The International Conference for High Performance Computing, Networking, Storage and Analysis
Tightly Coupled Accelerators Architecture for Low-latency Inter-Node Communication Between Accelerators.
Authors: Toshihiro Hanawa (University of Tokyo), Yuetsu Kodama (University of Tsukuba), Taisuke Boku (University of Tsukuba), Mitsuhisa Sato (University of Tsukuba)
Abstract: Inter-node communications between accelerators in heterogeneous clusters require extra latency due to the data copy between host and accelerator, and such communication latency causes severe performance degradation on applications.
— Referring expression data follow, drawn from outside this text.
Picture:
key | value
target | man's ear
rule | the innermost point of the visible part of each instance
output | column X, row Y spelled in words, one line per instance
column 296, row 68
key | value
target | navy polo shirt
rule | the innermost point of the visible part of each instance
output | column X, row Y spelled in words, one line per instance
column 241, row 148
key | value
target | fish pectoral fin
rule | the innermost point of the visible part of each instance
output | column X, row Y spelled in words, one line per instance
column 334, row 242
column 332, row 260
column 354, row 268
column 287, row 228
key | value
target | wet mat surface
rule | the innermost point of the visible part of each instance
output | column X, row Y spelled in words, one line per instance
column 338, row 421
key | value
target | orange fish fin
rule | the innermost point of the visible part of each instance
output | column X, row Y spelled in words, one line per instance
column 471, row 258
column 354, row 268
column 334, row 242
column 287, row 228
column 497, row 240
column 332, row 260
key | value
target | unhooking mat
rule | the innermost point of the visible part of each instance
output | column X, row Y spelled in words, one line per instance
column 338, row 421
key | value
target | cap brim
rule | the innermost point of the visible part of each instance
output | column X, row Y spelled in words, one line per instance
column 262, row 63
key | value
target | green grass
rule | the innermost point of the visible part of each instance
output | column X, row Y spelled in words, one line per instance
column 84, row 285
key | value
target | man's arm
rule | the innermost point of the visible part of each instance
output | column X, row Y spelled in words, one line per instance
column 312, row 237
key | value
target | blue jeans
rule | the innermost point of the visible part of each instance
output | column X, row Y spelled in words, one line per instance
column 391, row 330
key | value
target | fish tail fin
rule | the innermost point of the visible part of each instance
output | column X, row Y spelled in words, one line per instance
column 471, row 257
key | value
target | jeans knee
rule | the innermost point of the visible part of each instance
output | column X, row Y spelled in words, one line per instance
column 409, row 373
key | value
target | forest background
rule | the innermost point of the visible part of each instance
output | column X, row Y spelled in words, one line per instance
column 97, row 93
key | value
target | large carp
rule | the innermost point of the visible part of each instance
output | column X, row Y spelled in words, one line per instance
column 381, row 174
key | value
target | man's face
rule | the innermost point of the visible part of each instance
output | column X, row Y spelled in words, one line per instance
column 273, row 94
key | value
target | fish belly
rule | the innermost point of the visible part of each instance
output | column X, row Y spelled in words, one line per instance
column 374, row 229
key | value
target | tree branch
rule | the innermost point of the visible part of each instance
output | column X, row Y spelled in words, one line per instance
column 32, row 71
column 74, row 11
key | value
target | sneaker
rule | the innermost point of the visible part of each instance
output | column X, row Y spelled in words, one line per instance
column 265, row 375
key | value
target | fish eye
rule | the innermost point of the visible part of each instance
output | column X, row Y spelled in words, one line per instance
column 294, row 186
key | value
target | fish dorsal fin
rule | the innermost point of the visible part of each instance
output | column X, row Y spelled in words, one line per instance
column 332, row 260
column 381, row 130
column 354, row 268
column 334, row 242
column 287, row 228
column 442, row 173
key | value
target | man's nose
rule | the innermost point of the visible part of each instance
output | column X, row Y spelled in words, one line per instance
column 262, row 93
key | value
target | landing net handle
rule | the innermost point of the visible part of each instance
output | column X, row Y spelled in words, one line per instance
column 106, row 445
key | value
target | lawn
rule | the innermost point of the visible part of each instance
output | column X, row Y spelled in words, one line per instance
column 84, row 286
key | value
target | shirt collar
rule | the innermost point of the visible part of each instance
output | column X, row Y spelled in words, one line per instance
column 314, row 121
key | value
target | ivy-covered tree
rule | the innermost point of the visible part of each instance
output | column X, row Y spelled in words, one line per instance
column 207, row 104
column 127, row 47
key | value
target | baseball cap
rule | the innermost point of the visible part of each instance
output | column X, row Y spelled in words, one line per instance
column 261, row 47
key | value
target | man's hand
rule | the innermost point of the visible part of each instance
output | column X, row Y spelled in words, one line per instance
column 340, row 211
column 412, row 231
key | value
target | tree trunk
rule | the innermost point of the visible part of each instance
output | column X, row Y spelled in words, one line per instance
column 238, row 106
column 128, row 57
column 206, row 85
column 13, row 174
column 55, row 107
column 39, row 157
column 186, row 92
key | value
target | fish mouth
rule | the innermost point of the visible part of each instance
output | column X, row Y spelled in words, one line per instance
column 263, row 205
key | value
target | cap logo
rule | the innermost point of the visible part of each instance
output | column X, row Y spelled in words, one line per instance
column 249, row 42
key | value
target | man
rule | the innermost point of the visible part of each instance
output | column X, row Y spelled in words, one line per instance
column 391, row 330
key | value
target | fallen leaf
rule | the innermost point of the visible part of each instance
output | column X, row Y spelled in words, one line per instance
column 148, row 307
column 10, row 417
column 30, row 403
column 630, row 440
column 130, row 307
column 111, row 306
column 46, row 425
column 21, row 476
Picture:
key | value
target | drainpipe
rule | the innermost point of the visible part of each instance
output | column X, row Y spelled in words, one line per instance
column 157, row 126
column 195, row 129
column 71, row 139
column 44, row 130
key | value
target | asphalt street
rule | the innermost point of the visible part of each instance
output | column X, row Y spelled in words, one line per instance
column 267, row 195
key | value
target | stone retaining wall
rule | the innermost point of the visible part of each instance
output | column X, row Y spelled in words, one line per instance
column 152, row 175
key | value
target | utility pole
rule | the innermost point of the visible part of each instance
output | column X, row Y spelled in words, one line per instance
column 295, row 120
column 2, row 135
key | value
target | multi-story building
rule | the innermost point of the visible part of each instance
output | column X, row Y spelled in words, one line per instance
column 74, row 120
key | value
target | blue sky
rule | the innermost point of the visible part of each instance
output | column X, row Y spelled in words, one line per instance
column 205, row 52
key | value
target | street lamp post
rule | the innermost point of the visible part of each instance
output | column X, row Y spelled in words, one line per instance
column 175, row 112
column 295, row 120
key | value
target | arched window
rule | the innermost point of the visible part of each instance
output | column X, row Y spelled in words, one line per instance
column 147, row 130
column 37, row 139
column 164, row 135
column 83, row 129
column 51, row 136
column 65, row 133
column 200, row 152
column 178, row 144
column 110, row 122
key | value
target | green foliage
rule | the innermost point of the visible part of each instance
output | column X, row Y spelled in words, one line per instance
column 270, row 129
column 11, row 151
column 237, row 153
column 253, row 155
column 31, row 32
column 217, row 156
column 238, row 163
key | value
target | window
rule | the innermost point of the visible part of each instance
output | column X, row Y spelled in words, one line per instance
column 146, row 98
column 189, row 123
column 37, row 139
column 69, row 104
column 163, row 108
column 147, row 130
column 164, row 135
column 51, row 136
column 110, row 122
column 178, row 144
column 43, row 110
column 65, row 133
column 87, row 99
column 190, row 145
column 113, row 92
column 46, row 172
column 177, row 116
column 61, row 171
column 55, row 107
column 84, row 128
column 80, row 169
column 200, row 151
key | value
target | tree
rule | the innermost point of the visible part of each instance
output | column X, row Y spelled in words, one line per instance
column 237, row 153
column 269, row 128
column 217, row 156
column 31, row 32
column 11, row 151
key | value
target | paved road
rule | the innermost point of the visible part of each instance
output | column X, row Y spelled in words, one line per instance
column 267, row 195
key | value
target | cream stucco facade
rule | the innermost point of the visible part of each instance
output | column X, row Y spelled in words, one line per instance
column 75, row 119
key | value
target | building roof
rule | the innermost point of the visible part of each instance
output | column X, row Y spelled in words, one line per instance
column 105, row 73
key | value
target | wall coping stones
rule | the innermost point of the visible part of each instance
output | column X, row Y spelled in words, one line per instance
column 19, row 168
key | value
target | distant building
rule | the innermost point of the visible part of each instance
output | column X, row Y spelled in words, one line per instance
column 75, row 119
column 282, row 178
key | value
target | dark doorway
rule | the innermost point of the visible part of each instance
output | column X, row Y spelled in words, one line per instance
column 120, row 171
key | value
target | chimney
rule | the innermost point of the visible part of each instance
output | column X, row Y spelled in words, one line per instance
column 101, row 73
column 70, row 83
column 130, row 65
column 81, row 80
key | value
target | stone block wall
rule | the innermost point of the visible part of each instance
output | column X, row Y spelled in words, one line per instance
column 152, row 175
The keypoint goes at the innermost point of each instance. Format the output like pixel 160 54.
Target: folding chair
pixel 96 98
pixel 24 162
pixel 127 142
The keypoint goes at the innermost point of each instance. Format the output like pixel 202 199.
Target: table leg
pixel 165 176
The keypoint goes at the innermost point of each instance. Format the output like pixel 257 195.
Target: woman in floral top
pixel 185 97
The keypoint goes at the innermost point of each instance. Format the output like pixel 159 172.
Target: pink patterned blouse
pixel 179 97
Especially in the next generation’s HPC systems, the strong scaling will be more serious issue than today, and the communication latency becomes the critical issue. To address this problem, we proposed the Tightly Coupled Accelerators (TCA) architecture, and designed the interconnection router chip named PEACH2. Accelerators in the TCA architecture communicate directly via the PCIe protocol to eliminate protocol overhead, as well as the data copy overhead. In this paper, we present HA- PACS/TCA system, the proof-of-concept GPU cluster based on the TCA architecture. Our system demonstrates 2.3 μsec of the latency on the inter-node GPU-to-GPU communication. As the result of Himeno benchmark, we demonstrated that TCA improves the scalability of the performance in the small size with up to 65%.